Porting is fairly straightforward: define the states for all machines, add two
more machines (for the receive portion of WTFP-PAD, beyond AP), and pick
reasonable parameters for the distributions (I completely winged it now, as when
implementing APE). The [circuit-padding-ape-machine
branch](https://github.com/pylls/tor/tree/circuit-padding-ape-machine) contains
the commits for the full machines with plenty of comments. 

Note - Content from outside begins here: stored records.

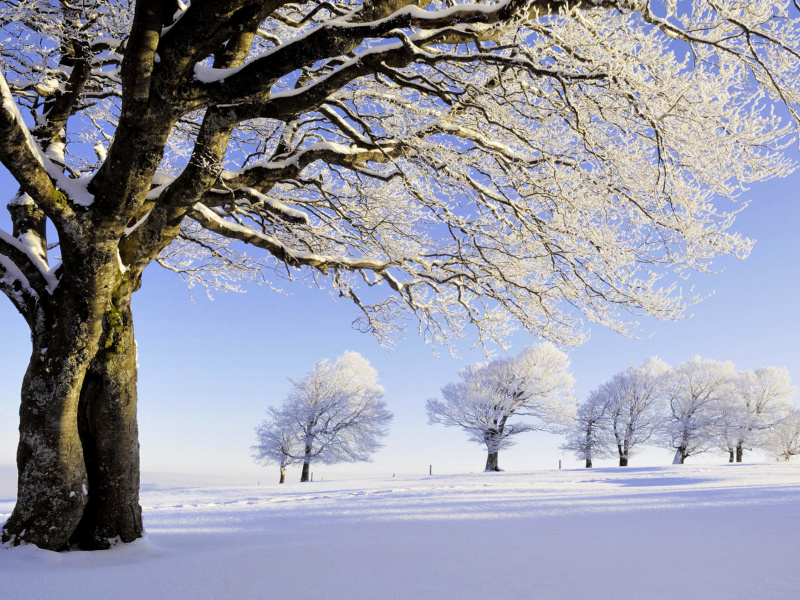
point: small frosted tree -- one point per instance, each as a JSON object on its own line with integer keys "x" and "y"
{"x": 633, "y": 406}
{"x": 336, "y": 412}
{"x": 783, "y": 439}
{"x": 587, "y": 439}
{"x": 276, "y": 441}
{"x": 766, "y": 399}
{"x": 534, "y": 384}
{"x": 690, "y": 391}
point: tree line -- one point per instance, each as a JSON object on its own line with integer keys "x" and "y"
{"x": 336, "y": 413}
{"x": 698, "y": 406}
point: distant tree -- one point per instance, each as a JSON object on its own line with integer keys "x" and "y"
{"x": 783, "y": 439}
{"x": 633, "y": 406}
{"x": 586, "y": 439}
{"x": 765, "y": 395}
{"x": 535, "y": 384}
{"x": 692, "y": 392}
{"x": 336, "y": 412}
{"x": 730, "y": 422}
{"x": 276, "y": 441}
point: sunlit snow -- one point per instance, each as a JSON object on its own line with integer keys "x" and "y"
{"x": 709, "y": 532}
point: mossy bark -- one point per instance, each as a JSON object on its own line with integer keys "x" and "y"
{"x": 78, "y": 454}
{"x": 109, "y": 433}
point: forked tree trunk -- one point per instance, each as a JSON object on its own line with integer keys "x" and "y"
{"x": 491, "y": 462}
{"x": 51, "y": 477}
{"x": 109, "y": 433}
{"x": 77, "y": 458}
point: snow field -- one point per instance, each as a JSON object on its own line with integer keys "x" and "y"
{"x": 688, "y": 532}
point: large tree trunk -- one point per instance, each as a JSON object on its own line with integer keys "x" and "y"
{"x": 52, "y": 486}
{"x": 491, "y": 462}
{"x": 77, "y": 458}
{"x": 110, "y": 436}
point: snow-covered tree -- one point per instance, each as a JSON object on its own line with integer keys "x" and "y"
{"x": 633, "y": 406}
{"x": 766, "y": 396}
{"x": 783, "y": 438}
{"x": 491, "y": 163}
{"x": 730, "y": 423}
{"x": 692, "y": 393}
{"x": 588, "y": 438}
{"x": 336, "y": 413}
{"x": 534, "y": 385}
{"x": 277, "y": 441}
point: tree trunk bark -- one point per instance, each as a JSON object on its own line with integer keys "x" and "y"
{"x": 491, "y": 462}
{"x": 51, "y": 476}
{"x": 109, "y": 433}
{"x": 70, "y": 474}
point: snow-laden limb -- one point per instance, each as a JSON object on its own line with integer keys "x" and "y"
{"x": 334, "y": 414}
{"x": 533, "y": 386}
{"x": 23, "y": 158}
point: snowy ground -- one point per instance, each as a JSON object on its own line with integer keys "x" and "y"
{"x": 690, "y": 532}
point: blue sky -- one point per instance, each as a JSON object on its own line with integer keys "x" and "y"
{"x": 208, "y": 370}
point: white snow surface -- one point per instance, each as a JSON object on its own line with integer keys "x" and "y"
{"x": 726, "y": 532}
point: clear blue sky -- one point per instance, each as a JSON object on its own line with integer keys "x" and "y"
{"x": 209, "y": 369}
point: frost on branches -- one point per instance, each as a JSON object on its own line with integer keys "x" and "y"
{"x": 533, "y": 386}
{"x": 334, "y": 414}
{"x": 783, "y": 439}
{"x": 481, "y": 165}
{"x": 621, "y": 414}
{"x": 588, "y": 438}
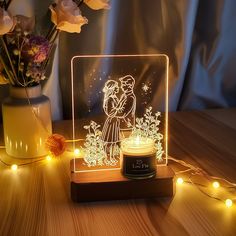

Some comments on the process:

- `tor-0.4.1.5` does not support two machines on the same circuit, the following
  fix has to be made: https://trac.torproject.org/projects/tor/ticket/31111 .
  The good news is that everything else seems to work after the small change in
  the fix. 
- APE randomizes its distributions. Currently, this can only be done during
  start of `tor`. This makes sense in the censorship circumvention setting
  (`obfs4`), less so for WF defenses: further randomizing each circuit is likely
  a PITA for attackers with few downsides.
- it was annoying to figure out that the lack of systemd support in my compiled
  tor caused systemd to interrupt (SIGINT) my tor process at the middle relay
  every five minutes. Updated build steps above to hopefully save others the
  pain.
- there's for sure some bug on relays when sending padding cells too early (?).
  It can happen with some probability with the APE implementation due to
  `circpad_machine_relay_wf_ape_send()`. Will investigate next.
- Moving the registration of machines from the definition of the machines to
  `circpad_machines_init()` makes sense, as suggested in the circuit padding doc
  draft.

Remember that APE is just a proof-of-concept and we make zero claims about its
ability to withstand WF attacks, in particular those based on deep learning.